Sr. Platform Reliability Engineer
- DevOps & Cloud, DevOps
- San Francisco, California
- Permanent
A technology company in the advanced computing space is seeking a Sr. Platform Reliability Engineer to help build and support resilient, scalable infrastructure. This role focuses on Kubernetes, IaC, CI/CD, observability, and operational reliability across both cloud and on-prem environments. You will collaborate closely with platform and delivery teams while participating in a sustainable on-call rotation.
*Unfortunately, this role does not offer sponsorship.
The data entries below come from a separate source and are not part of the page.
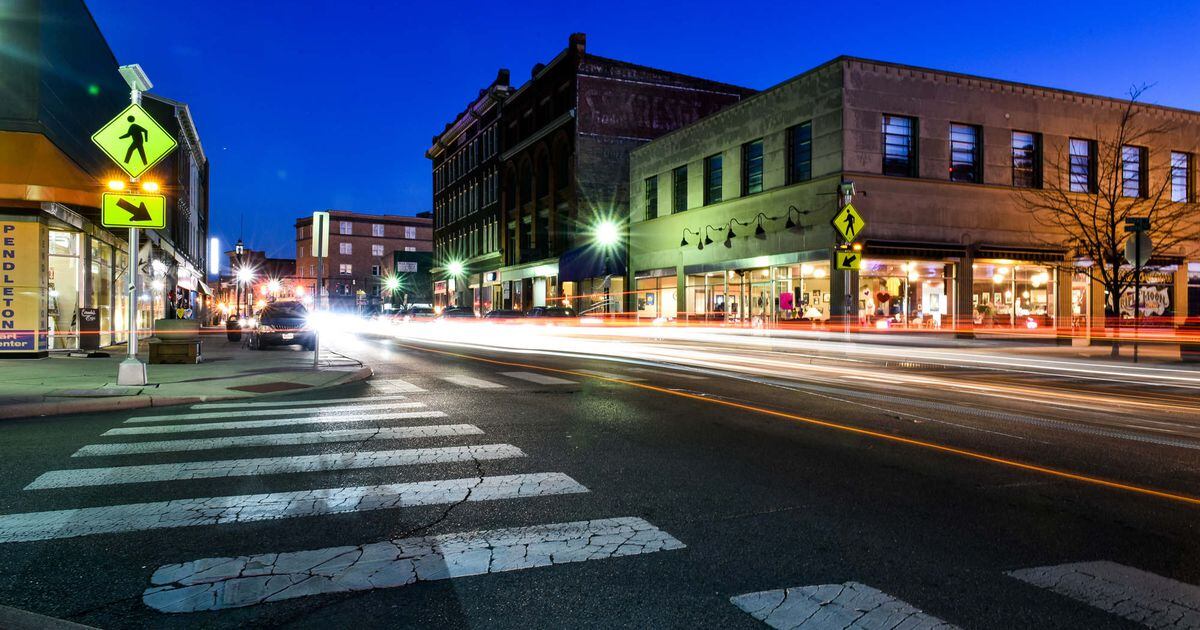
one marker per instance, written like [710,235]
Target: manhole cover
[267,388]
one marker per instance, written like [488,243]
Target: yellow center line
[827,424]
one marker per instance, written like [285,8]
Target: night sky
[305,106]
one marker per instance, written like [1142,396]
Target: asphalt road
[721,484]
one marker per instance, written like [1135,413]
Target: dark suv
[283,323]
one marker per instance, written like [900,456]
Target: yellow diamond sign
[135,141]
[120,210]
[849,223]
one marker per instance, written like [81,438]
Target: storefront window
[906,293]
[1007,294]
[64,291]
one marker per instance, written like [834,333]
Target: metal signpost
[1138,252]
[319,251]
[136,142]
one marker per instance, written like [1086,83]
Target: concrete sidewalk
[64,384]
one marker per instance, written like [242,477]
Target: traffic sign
[120,210]
[849,223]
[847,261]
[135,141]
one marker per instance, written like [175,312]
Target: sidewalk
[64,384]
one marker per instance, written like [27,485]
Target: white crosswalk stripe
[216,583]
[313,411]
[395,385]
[258,405]
[277,439]
[472,382]
[846,606]
[541,379]
[610,375]
[1141,597]
[269,466]
[249,508]
[261,424]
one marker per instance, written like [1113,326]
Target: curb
[36,409]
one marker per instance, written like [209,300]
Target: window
[899,145]
[965,153]
[1026,160]
[1132,180]
[652,197]
[751,167]
[679,185]
[1181,177]
[799,153]
[713,174]
[1083,166]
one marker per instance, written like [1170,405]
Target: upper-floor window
[713,174]
[1026,160]
[899,145]
[1181,177]
[679,189]
[1133,161]
[751,167]
[799,153]
[652,197]
[1083,166]
[965,153]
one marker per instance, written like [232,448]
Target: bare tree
[1084,210]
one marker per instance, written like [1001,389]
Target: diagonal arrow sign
[137,213]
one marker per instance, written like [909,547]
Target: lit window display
[906,293]
[1007,294]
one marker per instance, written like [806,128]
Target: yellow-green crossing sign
[135,141]
[120,210]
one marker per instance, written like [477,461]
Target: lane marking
[846,606]
[395,384]
[472,382]
[250,508]
[1140,597]
[315,411]
[277,439]
[610,375]
[261,424]
[269,466]
[849,429]
[217,583]
[295,403]
[541,379]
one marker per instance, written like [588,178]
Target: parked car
[282,323]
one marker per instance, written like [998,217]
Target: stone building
[731,215]
[360,255]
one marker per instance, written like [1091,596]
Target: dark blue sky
[305,106]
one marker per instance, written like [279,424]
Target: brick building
[564,142]
[360,255]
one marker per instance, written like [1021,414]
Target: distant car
[457,312]
[504,313]
[285,323]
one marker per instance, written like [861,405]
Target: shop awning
[589,262]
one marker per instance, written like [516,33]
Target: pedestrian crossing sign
[135,141]
[849,223]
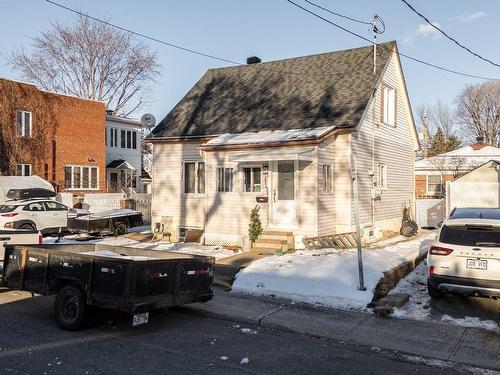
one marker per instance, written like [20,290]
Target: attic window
[388,110]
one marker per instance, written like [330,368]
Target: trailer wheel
[69,308]
[121,229]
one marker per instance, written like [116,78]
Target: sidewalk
[466,346]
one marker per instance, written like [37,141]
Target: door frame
[273,169]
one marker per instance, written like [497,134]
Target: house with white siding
[286,135]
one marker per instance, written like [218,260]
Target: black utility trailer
[130,280]
[117,221]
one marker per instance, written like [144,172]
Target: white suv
[466,256]
[45,215]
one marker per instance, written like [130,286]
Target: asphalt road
[173,343]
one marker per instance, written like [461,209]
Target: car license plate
[140,319]
[477,264]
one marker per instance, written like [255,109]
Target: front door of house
[284,194]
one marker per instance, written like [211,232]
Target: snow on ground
[188,248]
[422,307]
[326,277]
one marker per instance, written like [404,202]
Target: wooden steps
[340,241]
[272,242]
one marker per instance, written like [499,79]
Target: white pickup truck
[18,237]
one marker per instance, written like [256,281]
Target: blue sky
[274,29]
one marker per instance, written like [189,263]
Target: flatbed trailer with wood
[131,280]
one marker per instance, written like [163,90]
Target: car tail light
[431,270]
[197,272]
[437,250]
[10,214]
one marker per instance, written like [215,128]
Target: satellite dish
[148,120]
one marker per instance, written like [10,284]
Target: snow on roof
[470,156]
[269,136]
[21,182]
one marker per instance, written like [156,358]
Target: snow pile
[422,307]
[326,277]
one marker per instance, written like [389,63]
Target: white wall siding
[334,209]
[168,199]
[394,147]
[229,212]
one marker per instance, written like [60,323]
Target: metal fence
[143,205]
[430,212]
[103,202]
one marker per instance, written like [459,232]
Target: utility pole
[425,121]
[374,28]
[354,175]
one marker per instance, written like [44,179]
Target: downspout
[374,99]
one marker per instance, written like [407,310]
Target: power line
[185,49]
[375,28]
[143,35]
[399,53]
[338,14]
[447,36]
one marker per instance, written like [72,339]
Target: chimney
[253,60]
[479,144]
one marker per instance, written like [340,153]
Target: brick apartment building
[57,137]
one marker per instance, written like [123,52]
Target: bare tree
[442,117]
[92,60]
[478,108]
[454,166]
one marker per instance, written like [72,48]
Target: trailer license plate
[477,264]
[140,319]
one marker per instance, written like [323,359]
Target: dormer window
[389,102]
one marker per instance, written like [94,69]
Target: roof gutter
[305,142]
[183,139]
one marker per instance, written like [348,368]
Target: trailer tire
[69,308]
[121,229]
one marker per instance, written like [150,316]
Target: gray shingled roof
[304,92]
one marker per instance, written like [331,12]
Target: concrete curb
[464,346]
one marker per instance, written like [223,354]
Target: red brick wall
[74,126]
[80,138]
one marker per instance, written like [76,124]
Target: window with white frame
[252,179]
[434,184]
[23,124]
[81,177]
[113,137]
[389,105]
[123,138]
[327,178]
[224,179]
[24,169]
[382,176]
[194,177]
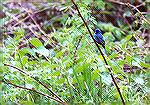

U.S. Citizens or Greencard Holders Only.*
Details:
- Full-Time, Permanent Position
- Salary: $180k - $200k
- San Francisco, CA | 5 Days On-Site
Key Responsibilities:
- Design and maintain infrastructure across containers, VMs, and hybrid environments in major cloud platforms.
- Build and enforce Terraform-based IaC and consistent Git workflows.
- Own CI/CD pipelines and container build processes with secure, efficient delivery standards.
- Manage container registries, image hygiene, scanning, and promotion workflows.
- Implement GitOps patterns for reliable, declarative environment management.
- Maintain observability systems (metrics, logs, dashboards, alert routing).
- Strengthen security across secrets, RBAC, network policies, and compliance checks.
- Oversee certificate lifecycle management and encrypted communication standards.
- Support disaster recovery plans, backup strategies, and resilience improvements.
Qualifications:
- Bachelor's Degree in Computer Science
- 5 years in SRE/DevOps/infrastructure engineering.
- 5 years of experience with Terraform
- 5 years of experience with containerization and orchestration
- Strong Linux and networking fundamentals.
- 5 years of experience with observability tools (Prometheus, Grafana, Loki, etc)
- 5 years of experience with Python, Bash, or GoLang
- Comfortable with on-call rotations, incident response, and automation
Good to Haves:
- GitOps, policy enforcement tools, secrets management, and certificate automation.
- Registry management and container security scanning.
- Distributed tracing and long-term metrics storage.
- Hybrid/on-prem operations or data-heavy platform support.
Oscar Associates Limited (US) is acting as an Employment Agency in relation to this vacancy.